Seven Ages Of Man by William Shakespeare
One of the most well-known poems of William Shakespeare, a great English poet and playwright, describing the circle of human life. Shakespeare ingeniously compares the periods of life to theater plays, where actors – people – play their roles until they go away from the stage forever.
Seven Ages Of Man
BY WILLIAM SHAKESPEARE
All the world’s a stage,
And all the men and women merely players,
They have their exits and entrances,
And one man in his time plays many parts,
His acts being seven ages. At first the infant,
Mewling and puking in the nurse’s arms.
Then, the whining schoolboy with his satchel
And shining morning face, creeping like snail
Unwillingly to school. And then the lover,
Sighing like furnace, with a woeful ballad
Made to his mistress’ eyebrow. Then a soldier,
Full of strange oaths, and bearded like the pard,
Jealous in honour, sudden, and quick in quarrel,
Seeking the bubble reputation
Even in the cannon’s mouth. And then the justice
In fair round belly, with good capon lin’d,
With eyes severe, and beard of formal cut,
Full of wise saws, and modern instances,
And so he plays his part. The sixth age shifts
Into the lean and slipper’d pantaloon,
With spectacles on nose, and pouch on side,
His youthful hose well sav’d, a world too wide,
For his shrunk shank, and his big manly voice,
Turning again towards childish treble, pipes
And whistles in his sound. Last scene of all,
That ends this strange eventful history,
Is second childishness and mere oblivion,
Sans teeth, sans eyes, sans taste, sans everything.

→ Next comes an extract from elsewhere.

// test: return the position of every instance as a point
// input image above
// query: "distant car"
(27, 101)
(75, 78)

Analysis of William Shakespeare’s “Seven Ages Of Man”
The poem “Seven Ages of Man” is a part of the comedy “As you like it” written by William Shakespeare. It is a speech of a philosopher Jacques talking to Duke Senior.
This poem is one of the most famous works of Shakespeare due to its first phrase “All the world’s a stage”. The author compares the world with a stage and every living person is described as an actor, who plays seven different plays on that stage. The descriptions of every stage are brief but very lively and colorful through precisely chosen figures of speech.
To illustrate his point, Shakespeare uses seven examples of common actions that man does during his life. The first one is an infant, who cries in the arms of his nurse, than he grows to a schoolboy trying to skip the school. The third stage is an enamored young man, lovesick and composing a ballad to his love. Next one is a grown-up soldier, ambitious, devoted to his vows and short-tempered. Later a soldier retires and becomes a judge, using all the wisdom of his age. The sixth actor is shown aging, in his home clothes, losing the sharpness of mind and strength of body. The last age of man is returning to the infant state, losing one’s sight, ability to taste and hear and slowly going into oblivion.
“Seven Ages of Man” is written in free verse and using the narrative style. The poem is rich in metaphors. They start appearing from the very first phrase where the world is compared to a stage and people to actors on it. The author also uses simile to enhance his message and make the description more vivid. The examples are “creeping like snail” (about a schoolboy who unwillingly goes to school) or “sighing like furnace” (about an emotional and excited young man in love).
The last phrases of the poem emphasize the point that life makes a full circle. The author deliberately names it “second childishness” to make this comparison clearer.